Depuis des mois, la Turquie s'enfonçait dans le chaos, déchirée par une guerre civile rampante (Journal de l'année 1979-80). La violence avait atteint pendant l'été de nouveaux records : 500 morts en août 1980. Terroristes de droite et de gauche avaient pris le contrôle de la rue. Certains quartiers d'Ankara vivaient en état d'insurrection. Un pouvoir révolutionnaire s'était même installé pendant quelques mois sur les bords de la mer Noire, à Fatsa. Un député, l'ancien Premier ministre Nihat Erim, et l'un des principaux leaders syndicalistes, Kemal Turkler, avaient été abattus fin juillet en pleine ville.

Un terrorisme religieux fait son apparition. Touchée par le réveil de l'islam, la Turquie est en proie à de violentes tensions entre sunnites (majoritaires) et alévites de tradition chiite. Les émeutes de Kahramanmaras, en 1978 (Journal de l'année 1978-79), avaient fait 111 morts. Elles donnent lieu, deux ans plus tard, à un procès gigantesque : 882 accusés, 468 condamnations, dont 22 à des peines de mort.

De nouveaux incidents, à Corum (Anatolie), font 5 morts et 22 blessés pendant l'été. À Konya, le 7 septembre 1980, le leader islamique Necmettin Erkaban rassemble 50 000 militants fanatisés : l'hymne turc est hué. Incident alarmant pour l'armée, aussi nationaliste que soucieuse de maintenir la laïcité établie par Ataturk.

Démission

Au terrorisme, aux violences religieuses s'ajoute pendant l'été un regain d'agitation sociale, exacerbée par le taux toujours galopant de l'inflation (plus de 100 % en un an) et le chômage qui touche encore 20 % de la population active. De grandes grèves éclatent dans la métallurgie, et le renouvellement des conventions collectives promet de donner lieu à d'incessantes épreuves de force à l'automne.

Devant le développement de la violence et de l'anarchie, le pouvoir paraît totalement paralysé. Attaqué par une opposition de plus en plus radicale, aux prises avec les surenchères des partis extrémistes auxquels il doit sa survie parlementaire, le gouvernement Demirel se décompose lentement.

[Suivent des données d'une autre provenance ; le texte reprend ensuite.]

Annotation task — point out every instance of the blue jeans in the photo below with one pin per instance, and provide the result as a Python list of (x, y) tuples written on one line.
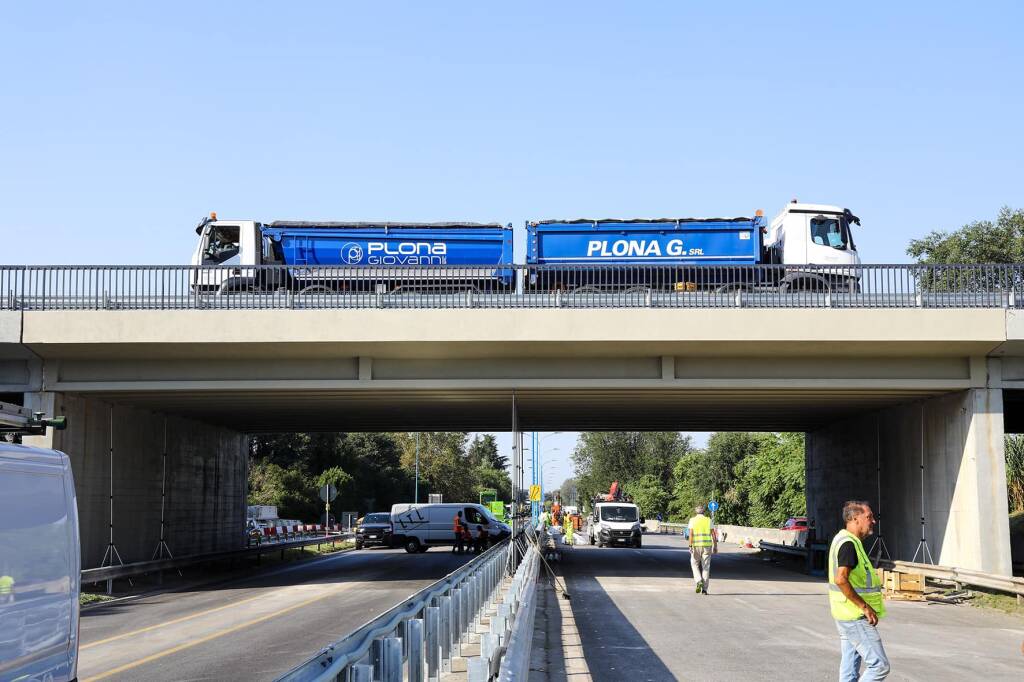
[(861, 642)]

Le ministre de l'Intérieur, accusé par le Parti républicain du peuple de favoriser l'extrême droite, démissionne le 21 juillet. Le 2 septembre, c'est le Parti pro-islamique du salut national qui exige la démission du ministre des Affaires étrangères, Hayrettin Erkmen, jugé trop tolérant à l'égard d'Israël (dont le Parlement vient de voter l'annexion de Jérusalem). Le chef du gouvernement s'incline, laisse voter la motion de censure — son propre parti, le Parti de la justice, ne participant même pas au vote — et accepte la démission d'un ministre pourtant respecté de tous.

Répression

La coupe est pleine. Six jours plus tard, les militaires passent à l'action. Ils entendent aller vite en besogne. Le Conseil national de sécurité, constitué le 12 septembre, avec les chefs des trois armes et de la gendarmerie, sous la présidence du général Evren, nomme, dès le 21 septembre, un gouvernement : son chef est un amiral à la retraite, Bülent Ulusu, mais ses vingt-six membres sont des civils.

Turgut Ozal, principal artisan du redressement économique amorcé dans les derniers mois du gouvernement Demirel, est nommé vice-Premier ministre.

Mais le premier objectif de l'armée est le retour à l'ordre. Déclenchée au lendemain du coup d'État, la chasse aux terroristes se poursuit pendant des mois. Selon un bilan officiel présenté en mars 1981, 23 111 suspects ont été arrêtés, 16 888 d'entre eux inculpés. 168 condamnations à mort ont été prononcées par les cours martiales. Selon d'autres estimations, 45 000 personnes seraient venues rejoindre dans les prisons turques les 65 000 prisonniers politiques qui s'y entassaient déjà avant le coup d'État.

À la fin de l'année, un rapport d'Amnesty International fait état de nombreux cas de torture : 18 détenus au moins seraient morts en prison. Le gouvernement affirme que « le régime n'utilise pas la torture et ne la tolérera jamais », mais se résigne à ouvrir des enquêtes.